FHIR Terminology
Introduction to FHIR terminology framework, canonicals concept, and overview of core terminology resources
Healthcare data exchange relies heavily on coded values to ensure consistent meaning across different systems and organizations. FHIR terminology provides a comprehensive framework for managing these coded values, from simple administrative codes to complex clinical terminologies used in patient care.
The FHIR terminology module defines how to represent, validate, and exchange coded data through a set of interconnected resources and data types. This system enables healthcare applications to share meaningful data while maintaining semantic precision and supporting various terminology standards like SNOMED CT, LOINC, and ICD-10.

See also: FHIR Terminology Module Specification
Canonicals
In FHIR terminology, resources are identified using canonical URLs rather than physical resource IDs.

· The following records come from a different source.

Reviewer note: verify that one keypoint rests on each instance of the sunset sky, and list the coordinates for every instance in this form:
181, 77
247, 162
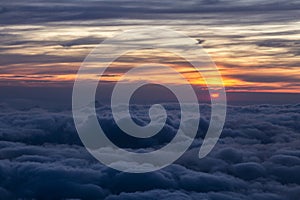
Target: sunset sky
255, 44
63, 138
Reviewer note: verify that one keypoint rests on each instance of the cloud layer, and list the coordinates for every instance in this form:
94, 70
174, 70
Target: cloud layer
258, 157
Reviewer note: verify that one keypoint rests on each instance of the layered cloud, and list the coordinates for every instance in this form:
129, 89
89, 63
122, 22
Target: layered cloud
257, 157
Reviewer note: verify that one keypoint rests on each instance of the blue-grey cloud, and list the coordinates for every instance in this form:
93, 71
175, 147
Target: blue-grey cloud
258, 157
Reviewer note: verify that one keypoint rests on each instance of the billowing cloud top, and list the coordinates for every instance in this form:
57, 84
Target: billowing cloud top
257, 157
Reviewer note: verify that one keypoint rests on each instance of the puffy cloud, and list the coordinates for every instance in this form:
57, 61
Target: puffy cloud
41, 156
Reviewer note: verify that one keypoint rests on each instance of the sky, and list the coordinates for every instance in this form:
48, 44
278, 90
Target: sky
255, 44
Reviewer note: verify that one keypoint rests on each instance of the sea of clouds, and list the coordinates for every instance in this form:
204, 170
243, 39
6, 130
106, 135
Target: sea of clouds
257, 157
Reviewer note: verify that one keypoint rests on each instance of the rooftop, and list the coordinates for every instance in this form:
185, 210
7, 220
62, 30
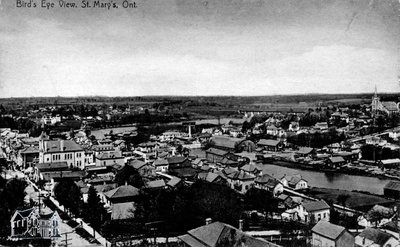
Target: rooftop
328, 230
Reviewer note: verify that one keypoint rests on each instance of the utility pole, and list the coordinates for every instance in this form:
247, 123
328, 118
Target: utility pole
65, 241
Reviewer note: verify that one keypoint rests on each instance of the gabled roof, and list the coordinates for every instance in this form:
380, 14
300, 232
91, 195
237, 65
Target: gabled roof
226, 141
295, 179
213, 234
156, 184
209, 176
174, 181
328, 230
252, 168
62, 146
137, 164
48, 216
337, 159
25, 213
216, 151
30, 150
393, 185
267, 180
268, 142
122, 211
43, 167
377, 236
109, 155
305, 150
160, 162
390, 105
316, 206
122, 192
272, 127
383, 211
176, 160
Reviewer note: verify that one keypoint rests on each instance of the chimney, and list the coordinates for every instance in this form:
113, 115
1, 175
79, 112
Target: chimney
240, 225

A canonical URL serves as a globally unique, logical identifier that remains stable regardless of where the resource is stored or how it's accessed.
For example, the canonical URL http://hl7.org/fhir/ValueSet/observation-status
identifies the observation status value set globally, whether it's stored in your local FHIR server, an external terminology service, or referenced in a profile binding.

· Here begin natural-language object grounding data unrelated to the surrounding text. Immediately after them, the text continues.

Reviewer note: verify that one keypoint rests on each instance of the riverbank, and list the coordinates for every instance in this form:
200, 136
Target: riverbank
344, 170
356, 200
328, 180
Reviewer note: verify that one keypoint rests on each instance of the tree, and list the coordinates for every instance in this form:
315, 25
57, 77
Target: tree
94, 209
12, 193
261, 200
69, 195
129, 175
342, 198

This approach provides several key benefits:
Version independence: Canonical URLs can include version information (
|4.0.1
) when specific versions are requiredLocation independence: The same logical resource can be stored in multiple servers
Stable references: Resource IDs may change during migrations, but canonical URLs remain constant
Here's how canonicals are used in practice:
Profile binding example:
{
"id": "Observation.status",
"binding": {
"strength": "required",
"description": "Codes providing the status of an observation.",
"valueSet": "http://hl7.org/fhir/ValueSet/observation-status|4.0.1"
}
}
Terminology operation example:
GET /fhir/ValueSet/$expand?url=http://hl7.org/fhir/ValueSet/condition-clinical
Concepts
FHIR terminology is built around core concepts that work together to provide a complete solution for coded healthcare data.
Coded Values - FHIR provides three specialized data types for representing coded values: code
for simple fixed vocabularies, Coding
for precise system-code pairs, and CodeableConcept
for complex multi-system representations.
CodeSystem - Resources that define sets of codes and their meanings within specific terminology domains. CodeSystems establish what codes exist and what they mean, from simple administrative codes to complex clinical terminologies.
ValueSet - Collections of codes from one or more CodeSystems that are appropriate for specific contexts. ValueSets curate relevant subsets of codes for particular use cases or implementation requirements.
ConceptMap - Resources that define relationships and translations between codes from different CodeSystems, enabling structured mapping and transformation between different terminology systems.